BALTIMORE, MD – Coppin State University’s first female president Maria Thompson announced Thursday that she will step down from the Historically Black University at the end of June.
Thompson wrote in a letter to the University’s community that she would be returning to her native city of Nashville following her recent marriage and battled a serious health challenge.
“As you are aware, over the past year, I successfully battled a serious health challenge that required taking some additional recovery time at the start of this academic year. My doctors have been delighted with my progress over these many months and have recently given me a clean bill of health. During the Christmas holidays, my joy was multiplied with the decision to marry my long-time companion – Dr.

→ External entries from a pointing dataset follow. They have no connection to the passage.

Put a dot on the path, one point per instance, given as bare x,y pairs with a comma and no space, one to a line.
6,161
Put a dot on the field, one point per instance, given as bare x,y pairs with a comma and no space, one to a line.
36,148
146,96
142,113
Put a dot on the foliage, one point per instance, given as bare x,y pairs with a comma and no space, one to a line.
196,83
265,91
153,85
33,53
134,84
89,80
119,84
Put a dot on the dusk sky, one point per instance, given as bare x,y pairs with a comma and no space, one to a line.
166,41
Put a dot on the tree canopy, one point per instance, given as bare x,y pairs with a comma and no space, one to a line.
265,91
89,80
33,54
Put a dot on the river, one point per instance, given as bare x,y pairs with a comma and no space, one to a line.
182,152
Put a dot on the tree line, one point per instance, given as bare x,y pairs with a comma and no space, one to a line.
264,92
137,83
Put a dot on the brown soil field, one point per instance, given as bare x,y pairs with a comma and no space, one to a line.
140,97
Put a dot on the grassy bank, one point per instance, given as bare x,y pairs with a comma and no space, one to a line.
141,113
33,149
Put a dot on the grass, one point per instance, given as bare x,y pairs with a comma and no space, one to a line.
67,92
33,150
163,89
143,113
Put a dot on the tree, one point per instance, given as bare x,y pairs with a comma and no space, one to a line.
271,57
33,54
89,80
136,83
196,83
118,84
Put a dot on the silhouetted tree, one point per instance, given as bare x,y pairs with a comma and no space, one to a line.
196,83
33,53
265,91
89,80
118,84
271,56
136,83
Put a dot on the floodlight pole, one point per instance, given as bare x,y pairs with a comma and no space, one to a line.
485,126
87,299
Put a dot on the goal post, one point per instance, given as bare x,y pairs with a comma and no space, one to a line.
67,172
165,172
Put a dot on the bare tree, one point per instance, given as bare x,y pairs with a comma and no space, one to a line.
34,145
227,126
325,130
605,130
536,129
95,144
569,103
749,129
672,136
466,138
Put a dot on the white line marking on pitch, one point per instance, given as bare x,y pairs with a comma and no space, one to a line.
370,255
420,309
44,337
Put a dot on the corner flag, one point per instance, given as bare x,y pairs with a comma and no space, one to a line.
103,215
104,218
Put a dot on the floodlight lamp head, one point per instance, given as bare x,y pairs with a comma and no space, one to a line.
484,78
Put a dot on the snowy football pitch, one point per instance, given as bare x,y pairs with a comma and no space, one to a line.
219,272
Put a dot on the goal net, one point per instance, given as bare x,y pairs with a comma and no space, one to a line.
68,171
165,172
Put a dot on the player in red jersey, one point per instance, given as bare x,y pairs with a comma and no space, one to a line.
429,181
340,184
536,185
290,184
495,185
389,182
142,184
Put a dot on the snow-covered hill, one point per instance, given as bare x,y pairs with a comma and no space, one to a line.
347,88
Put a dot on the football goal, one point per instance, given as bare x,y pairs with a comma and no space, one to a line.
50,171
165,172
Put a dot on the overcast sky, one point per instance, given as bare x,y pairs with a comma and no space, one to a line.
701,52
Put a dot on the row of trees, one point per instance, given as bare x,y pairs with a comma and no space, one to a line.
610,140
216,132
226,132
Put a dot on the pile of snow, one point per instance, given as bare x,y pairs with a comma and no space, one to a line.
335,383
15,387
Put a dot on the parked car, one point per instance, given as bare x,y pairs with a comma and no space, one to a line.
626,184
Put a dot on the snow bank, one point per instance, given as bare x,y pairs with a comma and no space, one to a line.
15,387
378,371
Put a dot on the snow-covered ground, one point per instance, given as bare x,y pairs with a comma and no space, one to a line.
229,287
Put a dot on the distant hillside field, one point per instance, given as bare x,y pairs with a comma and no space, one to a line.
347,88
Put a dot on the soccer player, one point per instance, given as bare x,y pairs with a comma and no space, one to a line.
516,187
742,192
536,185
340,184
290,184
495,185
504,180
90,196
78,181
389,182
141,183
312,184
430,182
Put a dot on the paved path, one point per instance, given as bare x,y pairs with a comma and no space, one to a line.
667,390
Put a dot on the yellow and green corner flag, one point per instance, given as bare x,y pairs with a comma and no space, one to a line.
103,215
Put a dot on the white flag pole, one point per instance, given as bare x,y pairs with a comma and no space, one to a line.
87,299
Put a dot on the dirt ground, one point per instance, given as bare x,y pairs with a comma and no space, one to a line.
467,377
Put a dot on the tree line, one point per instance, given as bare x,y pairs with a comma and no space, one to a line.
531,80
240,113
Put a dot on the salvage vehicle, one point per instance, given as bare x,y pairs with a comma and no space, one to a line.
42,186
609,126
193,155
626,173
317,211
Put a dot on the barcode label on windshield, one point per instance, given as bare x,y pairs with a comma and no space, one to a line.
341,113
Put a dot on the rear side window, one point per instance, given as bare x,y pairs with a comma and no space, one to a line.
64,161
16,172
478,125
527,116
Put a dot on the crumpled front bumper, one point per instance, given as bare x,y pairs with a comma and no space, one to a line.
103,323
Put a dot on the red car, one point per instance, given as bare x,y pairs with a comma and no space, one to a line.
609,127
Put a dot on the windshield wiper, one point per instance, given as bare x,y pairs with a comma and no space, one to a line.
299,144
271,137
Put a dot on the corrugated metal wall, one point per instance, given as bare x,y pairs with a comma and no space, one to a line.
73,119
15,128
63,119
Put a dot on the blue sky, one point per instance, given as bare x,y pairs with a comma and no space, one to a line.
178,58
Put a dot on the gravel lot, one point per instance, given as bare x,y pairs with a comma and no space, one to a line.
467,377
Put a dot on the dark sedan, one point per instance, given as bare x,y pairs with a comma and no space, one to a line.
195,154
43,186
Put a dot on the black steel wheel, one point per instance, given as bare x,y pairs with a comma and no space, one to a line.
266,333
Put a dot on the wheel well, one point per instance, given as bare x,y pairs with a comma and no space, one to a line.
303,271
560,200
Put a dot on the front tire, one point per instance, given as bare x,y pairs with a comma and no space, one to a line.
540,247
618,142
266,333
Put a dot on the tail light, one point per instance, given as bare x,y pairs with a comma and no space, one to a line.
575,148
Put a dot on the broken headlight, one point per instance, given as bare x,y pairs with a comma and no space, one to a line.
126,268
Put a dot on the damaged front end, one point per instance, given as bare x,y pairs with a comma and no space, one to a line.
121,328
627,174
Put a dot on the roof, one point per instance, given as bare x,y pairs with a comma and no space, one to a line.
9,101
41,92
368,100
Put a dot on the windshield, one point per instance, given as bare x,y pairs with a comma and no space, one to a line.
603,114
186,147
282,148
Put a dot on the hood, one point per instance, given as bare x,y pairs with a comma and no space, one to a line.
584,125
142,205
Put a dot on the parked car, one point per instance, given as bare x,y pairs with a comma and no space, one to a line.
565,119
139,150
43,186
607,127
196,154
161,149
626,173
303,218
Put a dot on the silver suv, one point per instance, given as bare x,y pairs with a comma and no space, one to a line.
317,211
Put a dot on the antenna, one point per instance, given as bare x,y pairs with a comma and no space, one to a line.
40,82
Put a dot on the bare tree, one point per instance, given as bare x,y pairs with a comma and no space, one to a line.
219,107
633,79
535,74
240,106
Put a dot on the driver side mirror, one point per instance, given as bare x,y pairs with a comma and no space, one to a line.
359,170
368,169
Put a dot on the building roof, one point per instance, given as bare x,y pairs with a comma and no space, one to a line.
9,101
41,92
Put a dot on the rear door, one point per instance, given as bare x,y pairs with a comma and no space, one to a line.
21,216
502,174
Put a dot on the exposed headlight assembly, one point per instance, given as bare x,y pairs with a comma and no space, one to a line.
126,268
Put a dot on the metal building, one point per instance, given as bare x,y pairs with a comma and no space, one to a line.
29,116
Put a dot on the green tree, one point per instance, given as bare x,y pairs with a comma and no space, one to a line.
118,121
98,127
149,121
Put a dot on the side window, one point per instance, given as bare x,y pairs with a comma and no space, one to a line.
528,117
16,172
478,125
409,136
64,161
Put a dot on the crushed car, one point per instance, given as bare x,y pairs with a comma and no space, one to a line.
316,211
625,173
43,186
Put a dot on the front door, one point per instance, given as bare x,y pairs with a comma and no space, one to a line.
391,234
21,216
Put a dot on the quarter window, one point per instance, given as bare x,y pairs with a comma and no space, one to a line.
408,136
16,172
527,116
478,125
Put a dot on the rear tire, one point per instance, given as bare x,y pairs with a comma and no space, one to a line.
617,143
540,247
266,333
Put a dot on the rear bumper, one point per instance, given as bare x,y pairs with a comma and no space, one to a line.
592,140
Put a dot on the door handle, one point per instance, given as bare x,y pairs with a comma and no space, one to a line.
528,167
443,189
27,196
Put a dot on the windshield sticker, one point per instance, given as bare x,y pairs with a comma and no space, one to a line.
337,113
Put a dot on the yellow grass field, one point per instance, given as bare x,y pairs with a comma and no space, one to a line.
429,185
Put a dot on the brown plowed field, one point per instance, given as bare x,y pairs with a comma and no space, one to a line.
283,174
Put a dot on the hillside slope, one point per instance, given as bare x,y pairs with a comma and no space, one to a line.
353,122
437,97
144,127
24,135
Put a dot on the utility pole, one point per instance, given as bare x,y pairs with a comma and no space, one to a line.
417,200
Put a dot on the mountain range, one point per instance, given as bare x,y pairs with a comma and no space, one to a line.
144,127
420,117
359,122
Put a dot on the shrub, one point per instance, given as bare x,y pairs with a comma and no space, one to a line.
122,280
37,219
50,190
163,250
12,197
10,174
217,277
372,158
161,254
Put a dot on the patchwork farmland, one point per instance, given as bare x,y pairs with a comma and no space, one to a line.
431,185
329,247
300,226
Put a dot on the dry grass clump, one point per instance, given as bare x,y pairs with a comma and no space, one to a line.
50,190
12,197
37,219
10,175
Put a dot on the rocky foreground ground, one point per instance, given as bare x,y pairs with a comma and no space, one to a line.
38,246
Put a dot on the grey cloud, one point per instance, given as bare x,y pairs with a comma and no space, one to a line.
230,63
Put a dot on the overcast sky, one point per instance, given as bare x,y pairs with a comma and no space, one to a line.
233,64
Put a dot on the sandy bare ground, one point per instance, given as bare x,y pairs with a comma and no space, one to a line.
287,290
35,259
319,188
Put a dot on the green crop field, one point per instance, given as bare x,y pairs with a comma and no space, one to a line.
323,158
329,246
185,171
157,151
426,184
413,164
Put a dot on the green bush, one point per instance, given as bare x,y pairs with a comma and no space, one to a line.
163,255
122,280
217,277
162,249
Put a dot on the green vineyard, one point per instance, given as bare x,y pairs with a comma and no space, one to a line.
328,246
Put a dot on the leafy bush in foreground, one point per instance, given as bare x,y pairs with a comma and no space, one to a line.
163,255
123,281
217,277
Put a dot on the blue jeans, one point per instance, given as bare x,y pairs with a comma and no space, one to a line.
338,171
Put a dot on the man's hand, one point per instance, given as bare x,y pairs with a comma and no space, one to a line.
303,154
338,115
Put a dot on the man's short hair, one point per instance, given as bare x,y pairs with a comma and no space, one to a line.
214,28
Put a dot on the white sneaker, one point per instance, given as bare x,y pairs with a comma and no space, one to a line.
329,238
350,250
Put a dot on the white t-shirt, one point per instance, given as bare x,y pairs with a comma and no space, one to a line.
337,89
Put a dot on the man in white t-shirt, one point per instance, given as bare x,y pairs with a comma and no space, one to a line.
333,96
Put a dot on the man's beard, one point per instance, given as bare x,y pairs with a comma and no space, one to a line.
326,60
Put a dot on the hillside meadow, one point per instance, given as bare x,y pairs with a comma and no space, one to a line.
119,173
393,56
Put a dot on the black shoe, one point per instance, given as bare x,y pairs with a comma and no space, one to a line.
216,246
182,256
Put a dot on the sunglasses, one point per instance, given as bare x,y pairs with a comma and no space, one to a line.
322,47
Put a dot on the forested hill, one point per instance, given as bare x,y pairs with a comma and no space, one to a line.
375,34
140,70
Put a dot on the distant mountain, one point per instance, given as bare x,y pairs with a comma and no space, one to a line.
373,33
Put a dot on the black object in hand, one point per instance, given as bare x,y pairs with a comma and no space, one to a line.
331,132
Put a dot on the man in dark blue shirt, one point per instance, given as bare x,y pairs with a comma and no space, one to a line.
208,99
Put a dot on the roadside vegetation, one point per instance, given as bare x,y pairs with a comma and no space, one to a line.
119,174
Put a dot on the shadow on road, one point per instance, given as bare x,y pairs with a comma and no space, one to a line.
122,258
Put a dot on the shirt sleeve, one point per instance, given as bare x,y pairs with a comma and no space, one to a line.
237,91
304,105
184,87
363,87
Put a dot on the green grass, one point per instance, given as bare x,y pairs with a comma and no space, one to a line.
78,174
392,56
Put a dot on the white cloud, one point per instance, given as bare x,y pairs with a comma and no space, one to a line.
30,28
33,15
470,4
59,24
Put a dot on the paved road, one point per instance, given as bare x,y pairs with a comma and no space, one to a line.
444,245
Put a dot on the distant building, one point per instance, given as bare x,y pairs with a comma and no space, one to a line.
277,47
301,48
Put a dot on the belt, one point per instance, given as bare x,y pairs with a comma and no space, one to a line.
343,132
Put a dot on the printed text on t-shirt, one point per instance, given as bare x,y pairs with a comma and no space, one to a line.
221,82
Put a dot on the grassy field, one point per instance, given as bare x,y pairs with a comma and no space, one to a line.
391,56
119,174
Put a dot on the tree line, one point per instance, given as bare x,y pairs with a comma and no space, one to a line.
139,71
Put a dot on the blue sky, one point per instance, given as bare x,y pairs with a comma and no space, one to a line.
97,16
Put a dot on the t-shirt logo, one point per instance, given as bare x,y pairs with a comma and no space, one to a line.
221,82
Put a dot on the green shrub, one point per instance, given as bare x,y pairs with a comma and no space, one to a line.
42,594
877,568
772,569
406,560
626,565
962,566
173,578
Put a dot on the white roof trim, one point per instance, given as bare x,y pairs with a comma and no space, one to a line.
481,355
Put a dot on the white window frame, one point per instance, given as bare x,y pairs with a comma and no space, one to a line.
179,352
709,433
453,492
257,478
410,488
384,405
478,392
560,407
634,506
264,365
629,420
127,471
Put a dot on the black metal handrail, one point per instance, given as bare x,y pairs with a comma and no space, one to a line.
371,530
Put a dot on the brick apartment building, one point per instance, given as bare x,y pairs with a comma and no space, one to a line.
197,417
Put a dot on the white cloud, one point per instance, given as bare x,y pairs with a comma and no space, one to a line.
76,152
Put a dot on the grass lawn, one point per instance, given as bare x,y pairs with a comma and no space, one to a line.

Joseph Perry. We have determined that the time is right to begin a new chapter as we make a new life together in my native city of Nashville (where my mother also continues to reside), sometime after the conclusion of the current academic year.”
Thompson, 57, was appointed as president of Coppin in 2015, as the university struggled through several difficulties. Her appointment came two years after an oversight committee investigating conditions at Coppin State for the Maryland Board of Regents found evidence of serious mismanagement, according to The Baltimore Sun.
“Without question, we have much yet to accomplish and I want to assure all that I will be working diligently for the remainder of my tenure to advance our strategic priorities to recruit an increasing number of new students for the next academic year – freshman, transfer, and graduate students – while also working to retain more of our current students who require a robust advisory capability given what, for many, is a non-traditional approach to higher education. I also look forward to continuing to work with our valued external partners – our city and state government officials, our colleague universities and community colleges, and our business leaders who are vital to our educational mission and extra-curricular student experiences,” Thompson wrote.
Thompson came to Coppin after serving four years at the State University of New York at Oneonta, where she was provost and vice president for academic affairs. Before that, she worked 13 years at Tennessee State University, a historically black university in Nashville, Tennessee assisting to direct research and sponsored programs.